Specjalista w danej dziedzinie decyduje, które zestawy danych należy wykorzystać do poznania normalnego zachowania maszyny lub instalacji. W tym celu najpierw generowany jest przegląd surowych danych, który wspiera użytkownika w ocenie zawartości informacyjnej danych. Przygotowanie wartości pomiarowych odbywa się całkowicie automatycznie.

2. Inżynieria właściwości

Jeżeli surowe dane nie są wystarczające, można wygenerować dodatkowe informacje na ich podstawie. Użytkownik może wykorzystać swoją wiedzę z dziedziny do utworzenia nowych właściwości. Mogą one przykładowo opisywać przebieg zmiany temperatury, a nie tylko poszczególne stany. Korzystając z takich właściwości, często można ocenić stan maszyny w lepszym stopniu, niż w przypadku samych surowych danych.

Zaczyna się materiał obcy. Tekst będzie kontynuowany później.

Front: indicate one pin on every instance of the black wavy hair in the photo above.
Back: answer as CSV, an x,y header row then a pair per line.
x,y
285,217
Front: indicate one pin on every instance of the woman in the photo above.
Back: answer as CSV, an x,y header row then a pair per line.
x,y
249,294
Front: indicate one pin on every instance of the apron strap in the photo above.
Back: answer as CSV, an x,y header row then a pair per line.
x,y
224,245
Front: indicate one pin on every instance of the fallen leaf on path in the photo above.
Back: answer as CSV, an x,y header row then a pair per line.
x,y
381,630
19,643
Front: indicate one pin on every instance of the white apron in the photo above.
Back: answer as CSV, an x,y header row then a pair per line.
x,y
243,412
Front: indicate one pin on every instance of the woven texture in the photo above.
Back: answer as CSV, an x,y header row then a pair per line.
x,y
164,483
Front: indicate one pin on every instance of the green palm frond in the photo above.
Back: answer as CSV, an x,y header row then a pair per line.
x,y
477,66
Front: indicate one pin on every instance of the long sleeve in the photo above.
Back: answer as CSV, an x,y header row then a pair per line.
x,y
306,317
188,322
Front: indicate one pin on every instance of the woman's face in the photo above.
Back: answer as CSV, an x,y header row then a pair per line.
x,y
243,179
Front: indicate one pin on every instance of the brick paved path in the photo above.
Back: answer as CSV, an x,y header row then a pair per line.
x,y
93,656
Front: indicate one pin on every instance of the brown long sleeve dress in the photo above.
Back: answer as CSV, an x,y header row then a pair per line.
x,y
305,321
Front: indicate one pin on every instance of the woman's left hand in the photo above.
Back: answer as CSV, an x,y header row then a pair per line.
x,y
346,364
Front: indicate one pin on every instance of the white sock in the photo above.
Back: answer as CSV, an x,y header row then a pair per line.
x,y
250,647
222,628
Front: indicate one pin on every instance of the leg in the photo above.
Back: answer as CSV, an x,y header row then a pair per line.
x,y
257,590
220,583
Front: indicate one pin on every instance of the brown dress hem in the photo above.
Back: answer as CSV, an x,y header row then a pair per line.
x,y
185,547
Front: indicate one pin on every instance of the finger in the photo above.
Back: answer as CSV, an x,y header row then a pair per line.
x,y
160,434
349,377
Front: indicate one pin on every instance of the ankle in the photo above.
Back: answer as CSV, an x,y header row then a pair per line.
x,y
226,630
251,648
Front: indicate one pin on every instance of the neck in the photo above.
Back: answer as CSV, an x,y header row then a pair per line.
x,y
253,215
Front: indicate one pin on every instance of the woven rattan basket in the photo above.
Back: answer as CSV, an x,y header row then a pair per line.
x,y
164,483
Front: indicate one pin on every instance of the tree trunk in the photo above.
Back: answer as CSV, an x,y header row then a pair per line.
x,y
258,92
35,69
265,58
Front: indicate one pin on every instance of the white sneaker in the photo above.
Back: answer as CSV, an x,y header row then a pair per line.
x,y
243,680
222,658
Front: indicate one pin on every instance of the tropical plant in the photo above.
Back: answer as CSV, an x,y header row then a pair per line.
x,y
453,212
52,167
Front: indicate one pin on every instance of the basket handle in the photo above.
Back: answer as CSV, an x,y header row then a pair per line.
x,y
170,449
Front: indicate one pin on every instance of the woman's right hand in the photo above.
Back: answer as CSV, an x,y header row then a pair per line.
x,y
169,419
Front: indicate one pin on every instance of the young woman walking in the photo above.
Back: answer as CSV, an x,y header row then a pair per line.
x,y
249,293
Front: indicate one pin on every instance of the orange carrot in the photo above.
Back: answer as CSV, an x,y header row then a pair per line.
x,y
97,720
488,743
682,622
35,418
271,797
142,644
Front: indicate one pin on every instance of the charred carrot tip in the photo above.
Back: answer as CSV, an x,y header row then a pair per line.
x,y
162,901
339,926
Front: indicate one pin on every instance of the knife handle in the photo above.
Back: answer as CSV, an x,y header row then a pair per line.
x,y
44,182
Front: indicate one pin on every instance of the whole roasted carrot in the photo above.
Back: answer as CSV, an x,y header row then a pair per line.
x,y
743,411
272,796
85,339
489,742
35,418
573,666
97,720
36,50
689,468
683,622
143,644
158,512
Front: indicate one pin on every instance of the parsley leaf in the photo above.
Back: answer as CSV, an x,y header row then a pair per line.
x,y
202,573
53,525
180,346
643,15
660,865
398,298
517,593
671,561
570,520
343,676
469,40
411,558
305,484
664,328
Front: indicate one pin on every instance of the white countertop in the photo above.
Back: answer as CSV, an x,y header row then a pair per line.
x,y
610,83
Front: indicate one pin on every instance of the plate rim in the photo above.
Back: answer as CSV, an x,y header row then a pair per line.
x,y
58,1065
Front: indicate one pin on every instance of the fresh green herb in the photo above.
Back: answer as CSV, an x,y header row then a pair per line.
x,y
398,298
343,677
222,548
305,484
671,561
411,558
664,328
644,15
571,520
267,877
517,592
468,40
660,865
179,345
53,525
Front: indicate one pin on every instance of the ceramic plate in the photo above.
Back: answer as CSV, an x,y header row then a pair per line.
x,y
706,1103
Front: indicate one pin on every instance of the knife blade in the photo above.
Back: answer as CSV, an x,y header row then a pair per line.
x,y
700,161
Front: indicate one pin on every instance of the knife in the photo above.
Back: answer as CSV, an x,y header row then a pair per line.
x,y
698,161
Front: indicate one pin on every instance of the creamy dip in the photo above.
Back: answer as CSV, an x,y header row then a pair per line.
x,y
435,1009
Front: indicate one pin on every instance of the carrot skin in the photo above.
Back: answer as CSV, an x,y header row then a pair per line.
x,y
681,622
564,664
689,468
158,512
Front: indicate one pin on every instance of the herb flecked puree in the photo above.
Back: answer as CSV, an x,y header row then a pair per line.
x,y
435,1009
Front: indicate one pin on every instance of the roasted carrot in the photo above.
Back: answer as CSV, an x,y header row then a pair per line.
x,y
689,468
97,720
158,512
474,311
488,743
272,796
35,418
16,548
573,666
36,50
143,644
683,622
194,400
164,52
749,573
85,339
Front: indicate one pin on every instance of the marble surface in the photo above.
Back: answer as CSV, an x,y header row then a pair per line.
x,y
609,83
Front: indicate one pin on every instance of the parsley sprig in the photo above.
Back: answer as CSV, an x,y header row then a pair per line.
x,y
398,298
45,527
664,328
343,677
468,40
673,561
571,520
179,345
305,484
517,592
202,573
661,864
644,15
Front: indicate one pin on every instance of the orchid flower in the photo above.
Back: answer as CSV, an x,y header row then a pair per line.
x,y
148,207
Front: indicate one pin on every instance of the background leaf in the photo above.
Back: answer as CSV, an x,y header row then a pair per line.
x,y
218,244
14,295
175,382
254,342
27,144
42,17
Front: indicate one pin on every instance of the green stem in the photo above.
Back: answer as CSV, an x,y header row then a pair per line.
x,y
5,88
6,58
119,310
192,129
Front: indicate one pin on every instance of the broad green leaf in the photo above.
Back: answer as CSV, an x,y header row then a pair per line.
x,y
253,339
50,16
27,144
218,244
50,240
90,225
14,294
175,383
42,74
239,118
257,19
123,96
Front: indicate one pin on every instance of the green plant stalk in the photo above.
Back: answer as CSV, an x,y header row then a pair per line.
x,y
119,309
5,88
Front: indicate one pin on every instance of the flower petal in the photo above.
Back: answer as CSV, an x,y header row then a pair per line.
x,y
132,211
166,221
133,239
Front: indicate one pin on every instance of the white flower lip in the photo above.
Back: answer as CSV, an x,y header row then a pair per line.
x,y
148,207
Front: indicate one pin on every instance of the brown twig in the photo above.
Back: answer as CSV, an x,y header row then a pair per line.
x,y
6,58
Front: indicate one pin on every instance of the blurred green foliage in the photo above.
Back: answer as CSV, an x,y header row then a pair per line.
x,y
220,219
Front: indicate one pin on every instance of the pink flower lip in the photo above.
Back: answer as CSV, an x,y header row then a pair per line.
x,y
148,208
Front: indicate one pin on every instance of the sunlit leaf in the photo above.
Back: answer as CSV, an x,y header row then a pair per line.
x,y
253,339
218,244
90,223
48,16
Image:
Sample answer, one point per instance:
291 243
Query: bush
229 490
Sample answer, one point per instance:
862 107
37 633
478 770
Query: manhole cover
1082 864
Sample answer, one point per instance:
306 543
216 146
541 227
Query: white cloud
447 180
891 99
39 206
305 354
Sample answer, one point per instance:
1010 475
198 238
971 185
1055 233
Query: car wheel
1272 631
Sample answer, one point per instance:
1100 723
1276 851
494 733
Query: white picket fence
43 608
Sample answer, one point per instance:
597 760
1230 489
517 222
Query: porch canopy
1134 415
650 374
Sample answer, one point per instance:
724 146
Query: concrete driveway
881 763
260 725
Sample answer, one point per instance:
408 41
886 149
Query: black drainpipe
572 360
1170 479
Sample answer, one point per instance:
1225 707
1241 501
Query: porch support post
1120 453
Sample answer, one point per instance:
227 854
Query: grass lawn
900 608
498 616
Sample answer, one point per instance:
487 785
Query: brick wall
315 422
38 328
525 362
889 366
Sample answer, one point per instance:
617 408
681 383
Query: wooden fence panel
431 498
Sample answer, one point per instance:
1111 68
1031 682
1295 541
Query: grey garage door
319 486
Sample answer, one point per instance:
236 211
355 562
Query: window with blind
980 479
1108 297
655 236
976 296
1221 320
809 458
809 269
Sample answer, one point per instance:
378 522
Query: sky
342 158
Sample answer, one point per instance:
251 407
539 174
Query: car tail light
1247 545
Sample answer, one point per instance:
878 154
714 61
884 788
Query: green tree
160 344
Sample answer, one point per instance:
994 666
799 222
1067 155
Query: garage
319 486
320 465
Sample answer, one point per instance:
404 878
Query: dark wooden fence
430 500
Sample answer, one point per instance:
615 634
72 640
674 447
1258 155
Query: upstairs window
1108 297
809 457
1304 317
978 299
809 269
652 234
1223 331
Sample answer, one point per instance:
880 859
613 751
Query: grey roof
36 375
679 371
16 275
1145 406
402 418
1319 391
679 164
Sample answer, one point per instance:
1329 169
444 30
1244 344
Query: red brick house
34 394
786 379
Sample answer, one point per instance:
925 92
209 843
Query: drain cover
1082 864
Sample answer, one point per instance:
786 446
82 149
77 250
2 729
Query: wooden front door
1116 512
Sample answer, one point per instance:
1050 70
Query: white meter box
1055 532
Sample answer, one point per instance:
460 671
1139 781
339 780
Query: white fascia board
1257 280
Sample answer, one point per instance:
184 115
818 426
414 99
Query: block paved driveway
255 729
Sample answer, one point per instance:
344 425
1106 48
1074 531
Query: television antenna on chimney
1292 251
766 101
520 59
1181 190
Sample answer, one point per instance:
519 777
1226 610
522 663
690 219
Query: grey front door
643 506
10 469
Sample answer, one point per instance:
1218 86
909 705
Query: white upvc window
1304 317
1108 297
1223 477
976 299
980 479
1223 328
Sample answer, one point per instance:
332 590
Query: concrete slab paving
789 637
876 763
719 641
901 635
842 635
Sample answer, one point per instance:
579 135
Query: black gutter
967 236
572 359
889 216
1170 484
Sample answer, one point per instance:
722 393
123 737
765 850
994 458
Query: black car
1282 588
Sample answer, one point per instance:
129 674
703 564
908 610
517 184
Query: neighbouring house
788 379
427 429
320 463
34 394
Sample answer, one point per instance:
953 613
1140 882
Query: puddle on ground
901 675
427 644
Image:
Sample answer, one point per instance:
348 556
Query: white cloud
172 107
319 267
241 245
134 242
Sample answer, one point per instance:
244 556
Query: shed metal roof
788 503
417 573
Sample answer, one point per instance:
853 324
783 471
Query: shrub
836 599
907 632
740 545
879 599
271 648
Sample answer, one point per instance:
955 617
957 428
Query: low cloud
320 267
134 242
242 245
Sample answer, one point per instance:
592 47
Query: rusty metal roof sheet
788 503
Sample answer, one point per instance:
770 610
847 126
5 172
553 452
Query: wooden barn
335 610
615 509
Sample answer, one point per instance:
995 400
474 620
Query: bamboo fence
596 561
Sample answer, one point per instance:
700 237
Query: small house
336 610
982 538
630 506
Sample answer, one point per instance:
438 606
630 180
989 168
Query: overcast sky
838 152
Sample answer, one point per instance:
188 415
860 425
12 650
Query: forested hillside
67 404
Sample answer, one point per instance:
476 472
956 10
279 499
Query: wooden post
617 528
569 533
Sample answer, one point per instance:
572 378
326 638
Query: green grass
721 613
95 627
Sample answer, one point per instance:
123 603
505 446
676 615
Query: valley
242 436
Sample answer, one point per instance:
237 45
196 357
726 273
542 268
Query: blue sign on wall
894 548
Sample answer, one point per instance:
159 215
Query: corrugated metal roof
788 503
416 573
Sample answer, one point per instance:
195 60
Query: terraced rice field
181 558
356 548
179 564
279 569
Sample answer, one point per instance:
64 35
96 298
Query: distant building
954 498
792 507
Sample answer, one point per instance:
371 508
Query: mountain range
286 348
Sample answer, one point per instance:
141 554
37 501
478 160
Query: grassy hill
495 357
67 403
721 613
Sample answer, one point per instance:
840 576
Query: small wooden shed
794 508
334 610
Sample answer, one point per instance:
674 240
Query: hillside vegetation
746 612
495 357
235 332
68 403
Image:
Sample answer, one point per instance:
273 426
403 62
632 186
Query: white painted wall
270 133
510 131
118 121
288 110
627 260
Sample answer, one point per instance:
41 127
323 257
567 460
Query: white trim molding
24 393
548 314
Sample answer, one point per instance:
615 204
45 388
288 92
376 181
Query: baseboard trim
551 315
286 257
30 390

3. Oznaczanie zachowania maszyny

Za pomocą etykiet użytkownik oznacza obszary danych, w których występuje normalne (zielone) lub niepożądane (czerwone) zachowanie. Dzięki temu użytkownik może zwiększyć zawartość informacyjną danych szkoleniowych, korzystając z własnej wiedzy eksperckiej z danej dziedziny. Systemy pomocy wspierają proces oznaczania, bezpośrednio podkreślając podobne sytuacje w zestawie danych.

4. Szkolenie modelu

Oznaczone zestawy danych są konwertowane na modele i szkolone przy użyciu różnych metod uczenia maszynowego. Ten w pełni zautomatyzowany proces pozwala na stworzenie listy alternatywnych modeli, które są dostarczane z informacjami na temat jakości wyników, czasu wykonania i czasu trwania szkolenia. Tzw. wykres oceny anomalii bezpośrednio przedstawia wyniki modelowania, dzięki czemu ekspert może od razu porównać wydajność różnych modeli. Jeżeli żądana wydajność modelu nie została jeszcze osiągnięta, użytkownik może ponownie edytować właściwości i etykiety modelu. Model ten można następnie przenieść bezpośrednio do architektury systemu docelowego.

Rozszerzanie aplikacji AI

„Dzięki zautomatyzowanemu oprogramowaniu do uczenia maszynowego konstruktorzy maszyn i przedsiębiorstwa produkcyjne mają możliwość niezależnego wykorzystania korzyści płynących ze sztucznej inteligencji i uczenia maszynowego, bez konieczności samodzielnego stawania się ekspertami w dziedzinie danych” — mówi Paiz. „Uniwersalna aplikacja wspiera użytkowników zarówno w początkowym etapie generowania modelu, jak i w dalszym rozwoju. W ten sposób firmy nie są już zależne od zasobów naukowców danych i nie muszą dzielić się swoimi procesami i wiedzą o urządzeniach z partnerami zewnętrznymi”.